Simple molecules use this to make complex molecules and both simple and complex molecules are oxidised to generate ATP from ADP + Pi.
Summarise how ATP is made.
Glucose is oxidised —– gives up electrons and protons (NAD is an electron carrier from one biochemical pathway to the next without it pathway is blocked) —- cells harness CO2 and H2O to make ATP.
C6H12O6 + 6O2 —— 6CO2 + 6H2O + 38ATP
glucose is converted
to pyruvate
What is a redox reaction?
Reaction where the final electron acceptor is oxygen.
What is ETC?
The electron transport chain.
What happens in the ETC?
NADH passes both electrons and protons down the ETC. Protons are pushed outside the cell membrane and electrons pass from one cytochrome to the next 'flow downstream', towards ATPase. ATP synthase (enzyme) then harnesses proton gradient and reduces O2 to H2O which makes ATP.
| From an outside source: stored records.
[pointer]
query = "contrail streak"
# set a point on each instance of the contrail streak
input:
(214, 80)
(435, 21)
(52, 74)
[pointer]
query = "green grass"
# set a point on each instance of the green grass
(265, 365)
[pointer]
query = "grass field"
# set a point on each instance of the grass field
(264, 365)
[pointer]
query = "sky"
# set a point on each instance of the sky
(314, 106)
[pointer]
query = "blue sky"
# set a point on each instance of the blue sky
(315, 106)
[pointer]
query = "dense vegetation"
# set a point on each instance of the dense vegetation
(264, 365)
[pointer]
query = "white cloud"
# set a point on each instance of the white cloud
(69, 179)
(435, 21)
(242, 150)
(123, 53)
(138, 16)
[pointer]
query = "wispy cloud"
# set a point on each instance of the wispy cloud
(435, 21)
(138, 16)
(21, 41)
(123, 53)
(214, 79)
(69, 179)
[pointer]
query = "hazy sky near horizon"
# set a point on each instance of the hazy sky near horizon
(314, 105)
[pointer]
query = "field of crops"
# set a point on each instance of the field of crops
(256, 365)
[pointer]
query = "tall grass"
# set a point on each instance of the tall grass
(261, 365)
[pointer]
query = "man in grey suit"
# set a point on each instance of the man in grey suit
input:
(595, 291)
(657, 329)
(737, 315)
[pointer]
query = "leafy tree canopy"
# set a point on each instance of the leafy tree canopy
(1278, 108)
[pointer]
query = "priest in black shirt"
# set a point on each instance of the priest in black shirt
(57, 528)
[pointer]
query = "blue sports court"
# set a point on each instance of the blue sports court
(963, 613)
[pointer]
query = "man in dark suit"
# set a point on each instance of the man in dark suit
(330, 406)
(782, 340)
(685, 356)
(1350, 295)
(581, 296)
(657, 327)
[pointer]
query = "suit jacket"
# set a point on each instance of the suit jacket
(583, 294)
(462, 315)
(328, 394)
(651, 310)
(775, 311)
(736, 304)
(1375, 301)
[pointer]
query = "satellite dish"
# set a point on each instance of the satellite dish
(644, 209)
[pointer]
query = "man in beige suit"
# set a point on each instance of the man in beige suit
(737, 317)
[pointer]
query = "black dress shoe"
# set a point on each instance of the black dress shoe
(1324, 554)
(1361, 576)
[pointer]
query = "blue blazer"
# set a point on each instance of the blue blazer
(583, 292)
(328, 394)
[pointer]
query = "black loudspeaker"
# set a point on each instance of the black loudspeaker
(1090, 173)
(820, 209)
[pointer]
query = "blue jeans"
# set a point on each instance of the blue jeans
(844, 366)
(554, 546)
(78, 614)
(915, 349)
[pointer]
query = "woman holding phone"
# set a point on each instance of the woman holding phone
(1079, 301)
Where does the ETC occur in bacteria and how is this different to eukaryotes?
In bacteria the ETC occurs in the cell membrane and space and in eukaryotes in taken place in the mitochondria.
What is the respiration process?
Glycolysis —– preparatory step —— krebs cycle —- 38 ATP.
What is the difference between catabolic and anabolic?
Catabolic - provides energy (glucose mainly).
Anabolic - uses energy to build large blocks
C before A.
What happens in the glycolysis stage of respiration?
This is where glucose is oxidated to pyruvic acid and 2 NADH’s are produced.
2 ATP’s are formed through substrate-level phosphorylation and 6 ATP’s through oxidative phosphorylation and ETC.
What happens in the preparatory stage of a redox reaction?
Acetyl CoA is formed which produces 2 NADH’s
6 ATP’s through oxidative phosphorylation and ETC.
What happens in the Krebs cycle of a redox reaction?
Acetyl CoA is oxidised to make succinic acid and this produces 6 NADH’s and 2 FADH’s.
2 GTP’s (equivalent to ATP)
18 ATP through oxidative phosphorylation and ETC and another 4 ATP’s through OP and ETC.
What is anaerobic respiration and how does it differ to aerobic respiration.
Anaerobic respiration is when the final electron acceptor is not oxygen rather an organic molecule such as NO3-, SO4- and CO3-2.
Aerobic has oxygen as the final electron acceptor.
Which produces more energy fermentation or respiration? Why?
Respiration. In fermentation there is no ETC and krebs cycle therefore less ATP production.
What is fermentation used for?
Fermentation is used for:
- Alcohol and acidic dairy production
- Food spoilage
- Large scale microbial process with no air.
What is the process of fermentation?
Glycolysis (glucose) —- 2 pyruvic acids —- formation of fermentation end product.